La omnicanalidad también será la pieza clave sobre la que pivotará el cambio en las oficinas. Así veremos como el trabajador decide cómo alternar el espacio físico y el digital, en lo que se conoce como 'phygital' o la interrelación total entre estos dos elementos. Podremos decidir con absoluta flexibilidad si acudir a una oficina central, teletrabajar desde casa o conectarse de forma virtual desde otro centro de trabajo, como un 'coworking'.
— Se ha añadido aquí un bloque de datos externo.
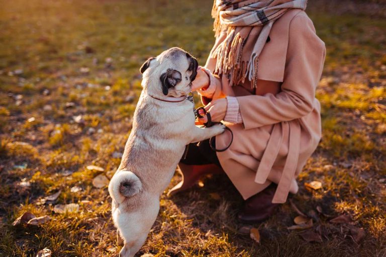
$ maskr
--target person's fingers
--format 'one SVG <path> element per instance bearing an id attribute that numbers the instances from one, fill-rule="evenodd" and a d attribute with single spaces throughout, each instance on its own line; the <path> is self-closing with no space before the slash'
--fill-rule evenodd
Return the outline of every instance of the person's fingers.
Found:
<path id="1" fill-rule="evenodd" d="M 199 118 L 199 121 L 202 122 L 203 124 L 207 123 L 208 122 L 208 117 L 206 115 L 202 118 Z"/>
<path id="2" fill-rule="evenodd" d="M 213 101 L 209 102 L 209 103 L 204 106 L 204 108 L 207 111 L 208 111 L 210 109 L 211 107 L 213 106 Z"/>

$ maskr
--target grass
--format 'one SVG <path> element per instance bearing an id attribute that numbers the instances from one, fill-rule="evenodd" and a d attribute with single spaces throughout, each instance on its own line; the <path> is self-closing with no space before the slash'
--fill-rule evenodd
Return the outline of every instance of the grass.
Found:
<path id="1" fill-rule="evenodd" d="M 321 231 L 323 241 L 306 242 L 302 231 L 287 229 L 298 215 L 288 202 L 254 225 L 257 244 L 239 231 L 241 197 L 227 178 L 214 176 L 203 187 L 162 197 L 138 256 L 386 256 L 386 21 L 321 13 L 313 3 L 309 13 L 328 51 L 317 90 L 323 137 L 291 199 L 313 217 L 311 230 Z M 130 133 L 143 62 L 177 46 L 204 64 L 214 41 L 212 3 L 0 5 L 0 255 L 35 256 L 45 247 L 55 256 L 116 255 L 111 199 L 92 179 L 111 177 L 120 163 L 113 156 Z M 171 184 L 179 179 L 176 174 Z M 308 190 L 304 183 L 313 180 L 322 189 Z M 75 186 L 82 190 L 71 192 Z M 37 204 L 59 190 L 55 202 Z M 79 212 L 53 212 L 70 203 L 79 203 Z M 38 227 L 12 226 L 26 211 L 53 219 Z M 329 221 L 341 214 L 353 222 Z M 353 227 L 364 228 L 360 242 Z"/>

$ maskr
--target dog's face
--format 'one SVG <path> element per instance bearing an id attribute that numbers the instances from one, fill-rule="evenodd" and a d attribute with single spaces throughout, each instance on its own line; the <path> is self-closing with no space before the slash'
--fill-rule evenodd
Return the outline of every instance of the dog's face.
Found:
<path id="1" fill-rule="evenodd" d="M 140 69 L 142 86 L 155 95 L 179 97 L 187 94 L 197 75 L 197 60 L 178 47 L 148 59 Z"/>

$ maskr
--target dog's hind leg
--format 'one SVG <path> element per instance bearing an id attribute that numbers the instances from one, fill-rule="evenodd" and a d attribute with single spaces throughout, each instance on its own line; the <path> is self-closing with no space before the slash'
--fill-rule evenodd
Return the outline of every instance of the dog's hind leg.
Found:
<path id="1" fill-rule="evenodd" d="M 117 244 L 122 246 L 124 244 L 124 241 L 119 232 L 119 230 L 117 229 Z"/>
<path id="2" fill-rule="evenodd" d="M 115 220 L 124 245 L 120 257 L 132 257 L 145 243 L 159 210 L 158 196 L 143 202 L 133 212 L 120 212 Z"/>

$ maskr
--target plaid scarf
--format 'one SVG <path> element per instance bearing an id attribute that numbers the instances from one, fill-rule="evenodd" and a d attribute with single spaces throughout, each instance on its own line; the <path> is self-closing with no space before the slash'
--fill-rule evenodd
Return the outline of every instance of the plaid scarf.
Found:
<path id="1" fill-rule="evenodd" d="M 258 57 L 274 21 L 290 9 L 305 10 L 307 0 L 215 0 L 216 43 L 211 57 L 215 74 L 227 74 L 230 85 L 245 78 L 256 87 Z"/>

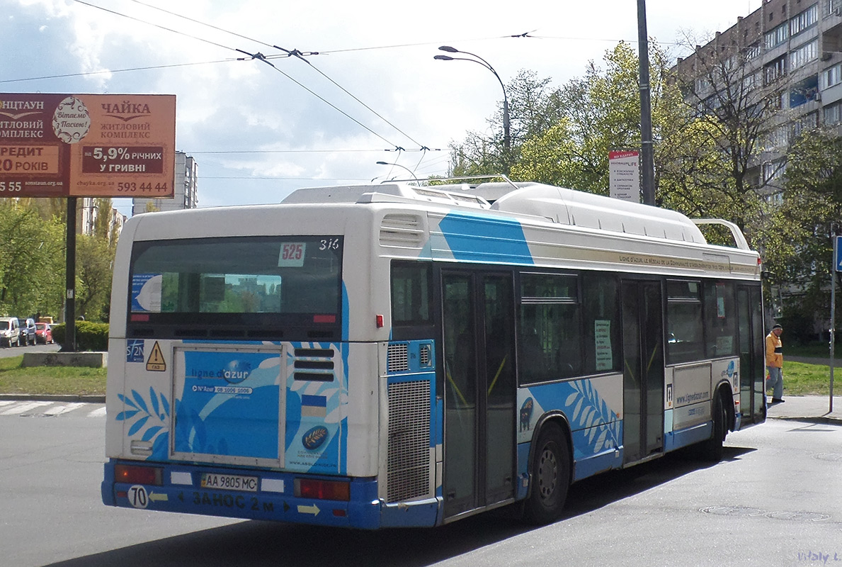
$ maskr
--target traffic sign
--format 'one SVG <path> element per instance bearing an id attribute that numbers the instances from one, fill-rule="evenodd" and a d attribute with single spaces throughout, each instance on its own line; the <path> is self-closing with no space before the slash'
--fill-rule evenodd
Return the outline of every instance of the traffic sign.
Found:
<path id="1" fill-rule="evenodd" d="M 842 236 L 834 238 L 834 259 L 836 271 L 842 271 Z"/>

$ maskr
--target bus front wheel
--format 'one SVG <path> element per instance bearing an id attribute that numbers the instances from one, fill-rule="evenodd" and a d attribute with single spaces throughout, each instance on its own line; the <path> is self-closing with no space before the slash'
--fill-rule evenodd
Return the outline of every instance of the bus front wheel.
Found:
<path id="1" fill-rule="evenodd" d="M 532 481 L 524 508 L 524 518 L 533 524 L 547 524 L 562 515 L 570 485 L 570 452 L 561 428 L 547 424 L 538 436 L 532 456 Z"/>

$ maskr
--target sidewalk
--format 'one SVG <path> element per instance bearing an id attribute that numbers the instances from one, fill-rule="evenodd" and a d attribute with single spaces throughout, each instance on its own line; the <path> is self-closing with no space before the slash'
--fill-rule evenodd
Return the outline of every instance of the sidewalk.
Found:
<path id="1" fill-rule="evenodd" d="M 842 425 L 842 396 L 834 396 L 832 413 L 828 412 L 829 409 L 830 396 L 784 396 L 783 404 L 769 406 L 766 417 Z"/>

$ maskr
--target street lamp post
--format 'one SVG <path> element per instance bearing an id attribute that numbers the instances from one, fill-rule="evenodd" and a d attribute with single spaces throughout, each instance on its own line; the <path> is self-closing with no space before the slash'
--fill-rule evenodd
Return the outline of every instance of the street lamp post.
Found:
<path id="1" fill-rule="evenodd" d="M 442 45 L 439 49 L 442 51 L 447 51 L 448 53 L 461 53 L 463 55 L 469 55 L 472 57 L 475 57 L 475 59 L 469 59 L 468 57 L 453 57 L 449 55 L 437 55 L 433 57 L 434 59 L 437 59 L 439 61 L 472 61 L 475 63 L 482 65 L 486 69 L 494 73 L 494 77 L 496 77 L 497 80 L 500 83 L 500 88 L 503 89 L 503 147 L 505 150 L 506 159 L 508 161 L 509 150 L 511 149 L 511 137 L 509 136 L 509 98 L 506 96 L 506 87 L 503 84 L 503 79 L 500 78 L 500 76 L 497 74 L 494 67 L 493 67 L 488 62 L 482 59 L 482 57 L 479 56 L 476 53 L 461 51 L 456 47 L 450 47 L 450 45 Z"/>
<path id="2" fill-rule="evenodd" d="M 377 165 L 393 165 L 396 168 L 401 168 L 402 169 L 406 169 L 407 171 L 409 172 L 409 174 L 413 176 L 413 179 L 415 179 L 415 183 L 418 184 L 419 185 L 421 185 L 421 182 L 418 181 L 418 178 L 415 176 L 415 174 L 413 172 L 413 170 L 406 167 L 405 165 L 401 165 L 400 163 L 390 163 L 388 162 L 377 162 Z M 377 178 L 376 177 L 375 179 Z"/>

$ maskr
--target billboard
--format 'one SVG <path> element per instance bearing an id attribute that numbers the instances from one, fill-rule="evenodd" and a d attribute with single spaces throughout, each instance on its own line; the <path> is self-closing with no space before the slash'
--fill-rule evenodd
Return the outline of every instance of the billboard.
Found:
<path id="1" fill-rule="evenodd" d="M 640 152 L 612 150 L 608 152 L 610 196 L 640 202 Z"/>
<path id="2" fill-rule="evenodd" d="M 0 197 L 172 198 L 174 94 L 0 94 Z"/>

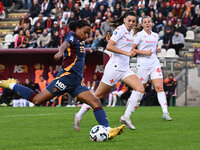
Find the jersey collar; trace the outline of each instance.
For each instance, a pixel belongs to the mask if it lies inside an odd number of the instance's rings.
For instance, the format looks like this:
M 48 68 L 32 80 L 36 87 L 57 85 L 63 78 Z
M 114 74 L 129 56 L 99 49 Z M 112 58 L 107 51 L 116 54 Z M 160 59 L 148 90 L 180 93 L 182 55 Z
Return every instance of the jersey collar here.
M 128 34 L 133 34 L 133 29 L 131 29 L 131 31 L 128 31 L 127 29 L 126 29 L 126 26 L 125 26 L 125 24 L 123 23 L 122 24 L 122 27 L 124 28 L 124 30 L 125 30 L 125 32 L 127 32 Z

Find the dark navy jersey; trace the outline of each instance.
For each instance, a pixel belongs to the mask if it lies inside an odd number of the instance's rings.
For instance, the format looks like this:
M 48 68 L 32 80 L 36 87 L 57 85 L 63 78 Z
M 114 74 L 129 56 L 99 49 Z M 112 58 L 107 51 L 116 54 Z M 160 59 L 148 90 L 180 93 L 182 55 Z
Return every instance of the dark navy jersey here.
M 70 43 L 70 47 L 64 51 L 63 69 L 67 72 L 74 71 L 82 78 L 86 55 L 85 44 L 78 40 L 74 32 L 69 32 L 65 41 Z

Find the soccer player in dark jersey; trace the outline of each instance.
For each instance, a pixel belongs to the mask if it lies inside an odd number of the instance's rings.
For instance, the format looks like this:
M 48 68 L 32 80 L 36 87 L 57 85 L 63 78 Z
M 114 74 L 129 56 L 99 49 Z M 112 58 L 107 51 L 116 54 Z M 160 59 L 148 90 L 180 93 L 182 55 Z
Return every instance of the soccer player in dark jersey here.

La diversión de comprar, el ocio, la experimentación del producto en un 'showroom', equivalen al intercambio de experiencias entre los miembros de un equipo, la creación e innovación que resulta de la colaboración con talentos distintos al nuestro o el orgullo de pertenencia a una organización. Las oficinas tendrán, por tanto, que evolucionar para fomentar la comunidad, la creatividad o el simple placer de pasar tiempo con los compañeros. Espacios que, en definitiva, sean tan flexibles como el propio usuario.

El reto omnicanal de las oficinas generará, como en el 'retail', una mayor polarización entre oficinas 'prime' y aquellas que no cumplan con los requerimientos de los usuarios.

Además, siguiendo la estela de las 'flagship stores', donde el objetivo no es solo vender sino fidelizar al cliente, la omnicanalidad supondrá una mayor necesidad de espacio neto para las corporaciones. Aunque se reduzca el número de puestos, habrá menos densidad de puestos de trabajo, y mayores requerimientos de espacios de tecnología e innovación en las oficinas.

Se equivocan, por tanto, los agoreros. No estamos ante la muerte de la oficina; estamos acelerando su evolución, como por otra parte dijo el propio Warren Buffet. Seguramente no serán iguales que las que dejamos atrás, pero serán espacios más completos, flexibles y, sobre todo, más humanos.

**Enrique Martínez Laguna, vicepresidente de CBRE España.